This woman could fascinate me by just giving a lecture on after dinner mints.
@AhemLd4 жыл бұрын
Oh! Oh! Don't even get me STARTED on dinner mints, are you kidding me?!?!
@bakermario73393 жыл бұрын
You all probably dont care but does anybody know a tool to get back into an instagram account? I somehow lost the account password. I appreciate any tips you can offer me.
@eugenejavion86863 жыл бұрын
@Baker Mario Instablaster ;)
@CanadianMonarchist Жыл бұрын
She definitely has “It.”
@ameliaannhouck2670 Жыл бұрын
PAGLIA IS ONE OF OUR GREAT THINKERS BUT NOT APPRECIATED AS SHE SHOULD BE AND HER WORK !
@blondthought517510 жыл бұрын
This little woman fascinates me. I could listen to her day and night quite contentedly, never feeling the need or even the remotest inclination to utter one syllable. I mean, what would be the point?
@mu99ins12 жыл бұрын
The late '80's. I was tragically resigned to the ultimate victory of the neo-Victorian, politically correct, Feminist's Movt,, and then I channel surfed upon Camille on the Dick Cavett Show, I think. How refreshing it was to hear a super articulate lady speak about the freedom so hard fought for by women and men before the prudes gained dominance in feminist movt. The idea is to flourish as an individual, not conform to a formula. We have a lot to thank Camille for.

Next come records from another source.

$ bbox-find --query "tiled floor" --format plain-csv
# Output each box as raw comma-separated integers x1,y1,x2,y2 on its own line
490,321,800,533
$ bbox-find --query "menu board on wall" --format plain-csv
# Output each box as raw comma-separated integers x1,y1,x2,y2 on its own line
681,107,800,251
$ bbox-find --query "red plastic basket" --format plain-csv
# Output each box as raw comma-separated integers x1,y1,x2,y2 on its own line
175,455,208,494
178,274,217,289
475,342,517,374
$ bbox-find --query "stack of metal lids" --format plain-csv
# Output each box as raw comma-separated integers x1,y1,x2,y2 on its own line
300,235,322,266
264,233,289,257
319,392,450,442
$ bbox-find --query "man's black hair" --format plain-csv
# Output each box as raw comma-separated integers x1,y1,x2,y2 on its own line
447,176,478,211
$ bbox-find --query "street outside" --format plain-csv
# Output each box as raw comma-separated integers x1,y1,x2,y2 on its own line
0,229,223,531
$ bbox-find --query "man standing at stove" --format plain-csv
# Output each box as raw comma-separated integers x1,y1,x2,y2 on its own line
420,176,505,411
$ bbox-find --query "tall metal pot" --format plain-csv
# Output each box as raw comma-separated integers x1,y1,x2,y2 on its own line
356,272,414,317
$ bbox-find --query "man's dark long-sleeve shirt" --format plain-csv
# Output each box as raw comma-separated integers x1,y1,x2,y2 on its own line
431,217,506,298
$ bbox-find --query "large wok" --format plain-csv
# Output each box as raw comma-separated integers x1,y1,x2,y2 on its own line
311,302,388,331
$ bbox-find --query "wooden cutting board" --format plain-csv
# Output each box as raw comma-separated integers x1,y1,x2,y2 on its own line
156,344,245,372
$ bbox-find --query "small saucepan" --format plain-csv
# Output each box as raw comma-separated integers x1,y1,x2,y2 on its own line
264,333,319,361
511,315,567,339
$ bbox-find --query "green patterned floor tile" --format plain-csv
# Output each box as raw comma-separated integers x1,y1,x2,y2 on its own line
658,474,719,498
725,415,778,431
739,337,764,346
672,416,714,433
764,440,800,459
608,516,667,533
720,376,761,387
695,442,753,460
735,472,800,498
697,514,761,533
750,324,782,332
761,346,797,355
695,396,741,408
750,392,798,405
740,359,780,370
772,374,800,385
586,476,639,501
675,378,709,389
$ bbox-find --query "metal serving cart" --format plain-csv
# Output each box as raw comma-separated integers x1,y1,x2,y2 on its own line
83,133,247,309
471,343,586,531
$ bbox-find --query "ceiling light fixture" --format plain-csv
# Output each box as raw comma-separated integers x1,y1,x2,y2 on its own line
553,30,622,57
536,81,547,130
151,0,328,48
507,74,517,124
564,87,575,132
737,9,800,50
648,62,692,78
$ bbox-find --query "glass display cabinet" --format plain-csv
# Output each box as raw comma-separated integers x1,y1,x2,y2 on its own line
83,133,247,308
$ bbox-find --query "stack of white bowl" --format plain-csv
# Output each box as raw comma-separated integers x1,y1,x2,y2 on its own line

@johnnyforjohnny12 жыл бұрын
Welcome back, Camille! Reading Paglia steeled me for grad school (English) and helped me to hold on to the priority of art in the "arts," over and against sneering, reductive theory. Her passion is evident here. So many academics fancy themselves removed from humanity. Paglia's always been about the muck and the mire. I especially like her unpacking of Hitchcock's ambivalence towards women. So much more to explore than *hand-slap* "Bad patriarch! Bad!"
@luxyAAA10 жыл бұрын
She has a brilliant heart.
@Paglia44412 жыл бұрын
My favorite was Rear Window. Loved Paglia's study of The Birds.
@fergalhughes1655 жыл бұрын
A fantastic book. Some great theories and opinions on the film
@robertogonzalezsierra2195 жыл бұрын
Hello. I agree with you. I have Paglia's The Birds study and it's excellent. My favourites Hitchcock's are The Lady Vanishes, Rear Window and California's trilogy: Shadow of a doubt, Vertigo and The Birds.
@oppothumbs14 жыл бұрын
Rear Window is much more involving and entertaining that Vertigo which is slow and plodding.
@ftlimpoco12 жыл бұрын
"Feminism has to start listening to Frank Sinatra and stop listening to Lacan, Derrida, and Foucault!" Hahaha! This is why I love Paglia.
@AABB-zb6dv7 жыл бұрын
Dorian Gray Still better than those closet communists & deconstructionists. Sinatra created art, they wanted to destroy art.
@Garrett1240 Жыл бұрын
@@AABB-zb6dv They contributed more and cared greater about art than Sinatra possibly could.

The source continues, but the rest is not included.